Re: [Veritas-bu] Architectural question (staging)

Just gonna throw in my $.02...

We use DSSU’s in our primary datacenter, and have it setup on 12 x 9TB filesystems using VXFS (on Linux). Each filesystem is made from a 9+1 RAID group configured as a single LUN (1TB SATA drives). We try to keep at least 7 days worth of data on the filesystems.

We allow 40 concurrent jobs to each filesystem, and regularly see between 200-300MB/s write throughput to a single filesystem – the disks rarely reach even 90% busy. Using VXFS, we’ve never seen an issue with fragmentation – we get the same performance today as we did when they were implemented 2+ years ago, and we have never run a VXFS defrag.

For destaging, we use a single LTO3 or LTO4 tape drive for each filesystem. If the data is mostly large backup images, then the filesystems keep up with the tape drives without issue – filesystem reads will be around 100-200MB/s and the disks don’t exceed 60% utilization.

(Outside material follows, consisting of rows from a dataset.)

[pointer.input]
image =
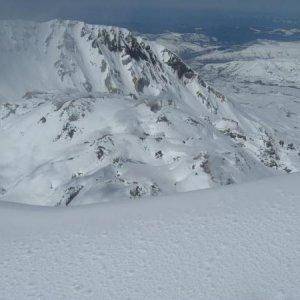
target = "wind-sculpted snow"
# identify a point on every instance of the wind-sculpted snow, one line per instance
(238, 242)
(93, 113)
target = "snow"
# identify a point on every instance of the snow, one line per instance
(238, 242)
(91, 113)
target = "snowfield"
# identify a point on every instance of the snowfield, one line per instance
(237, 242)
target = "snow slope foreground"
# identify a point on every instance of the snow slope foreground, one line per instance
(238, 242)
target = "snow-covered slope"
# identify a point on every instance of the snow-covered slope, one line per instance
(91, 113)
(238, 242)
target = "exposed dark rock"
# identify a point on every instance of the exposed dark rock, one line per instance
(42, 120)
(100, 152)
(158, 154)
(71, 193)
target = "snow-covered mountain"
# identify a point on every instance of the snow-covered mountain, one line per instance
(93, 113)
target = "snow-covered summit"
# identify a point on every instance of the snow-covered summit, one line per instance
(92, 113)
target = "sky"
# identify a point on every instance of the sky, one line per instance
(142, 13)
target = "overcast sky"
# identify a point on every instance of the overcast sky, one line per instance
(130, 11)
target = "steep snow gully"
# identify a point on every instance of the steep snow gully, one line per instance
(236, 242)
(93, 113)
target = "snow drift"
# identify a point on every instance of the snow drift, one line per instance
(238, 242)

When the backup images are mostly small incrementals, the destaging performance is quite a bit lower – usually in the 50-80MB/s range, I’ve assumed it’s due to some sort of tape drive repositioning/backhitch/etc for each image, but I don’t really know. Since the total amount of data to be destaged is usually not very large, it doesn’t really matter to us, since it meets our windows for getting images destaged.

Worth noting, is that we also force disk I/O’s writes to be 256k, using SIZE_DATA_BUFFERS_DISK. I don’t recall what the default size is, but I do know that in benchmarking the system before deployment we found that this size provided noticeably better throughput. Also, when destaging I believe that the tape buffer size is forced to the same size that is configured for the disk (or maybe it’s the other way around, where disk read I/O’s get forced to the same size as the tape I/O’s)...Anyhow, if you’re seeing slow destaging performance, and the disks aren’t 100% busy, then be sure you look at the buffer sizes configured, and the size of the actual I/O’s being issued.

-devon

----------------------------------------------------------------------

Date: Thu, 6 May 2010 06:56:51 -0400

From: Travis Kelley <rhatguy AT gmail DOT com>

Subject: Re: [Veritas-bu] Architectural question (staging)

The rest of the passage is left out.